Grow Your Wealth with 1031 Property Swap
The 1031 property exchange process comes with a myriad of benefits that help real estate investors achieve their goals. However, you need to play by the rules to make the most of this lucrative opportunity.
The 1031 land exchange program was created with a specific goal in mind, one that makes it a hit with investors in the commercial real estate sector. It aims to help these investors avoid paying taxes without getting into trouble with the government.
The process, as detailed under section 1031 of the tax code, covers every aspect of commercial real estate, not just land. If you’re keen on joining the growing ranks of savvy real estate investors who are cashing on its benefits, bear a few crucial factors in mind.
Play it close to the chest
Unfortunately, you can’t tell a well-meaning human being from the one who means you harm. To this end, you need to maintain a veil of secrecy when going about the property swap process. A 1031 exchange is a time-sensitive project and this makes you vulnerable to exploitation.
You have 180 days to conclude the process; otherwise, you’re liable for any property gains from the sales proceed.
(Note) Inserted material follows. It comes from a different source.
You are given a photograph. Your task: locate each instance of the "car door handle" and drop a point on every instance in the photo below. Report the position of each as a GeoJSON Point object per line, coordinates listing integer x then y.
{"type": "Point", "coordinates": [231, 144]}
Unscrupulous individuals aren’t above exploiting this bit of information for personal gains. A seller can decide to jack up the price of a possible replacement property because they are aware of your time constraints.
On the other hand, a malicious individual might choose to drag out the process out of spite. If you’re unable to seal the deal on all properties, you stand to lose a considerable sum of money. It’s better to emphasize that the transaction is time sensitive and avoid making yourself vulnerable to extortion.
Play by the rules
In addition to the time guidelines, you must adhere to the value guidelines when buying replacement property. Section 1031 of the tax code indicates that the value of the new property shouldn’t be lower than the value of the current holding, neither should it be worth more than twice the property.
As long the total value of the replacement property falls within the pricing guidelines, you have free reign on what to acquire. That means you can sell one property and replace it with a series of smaller properties. For instance, you can sell an apartment block and replace it with a series of duplexes, a small office block, a warehousing facility, and a ranch.
One of the tenets of the 1031 property swap is that the sales proceeds should be reinvested 100 percent into the new property. Any money that’s left over after the process is completed, known as taking boot, will be taxed for capital gains.
Choose your properties carefully
As long as you follow the replacement property value guidelines, you’re free to spread your properties across the country and the real estate sector. Such a move comes with many benefits that you can enjoy. It means you can move your real estate holding from one area to another.
From an investment perspective, it means you can escape the bad market and go after any promising real market or sector. Since you get to defer capital gains taxes on the sale, you will have deeper pockets going after your new property.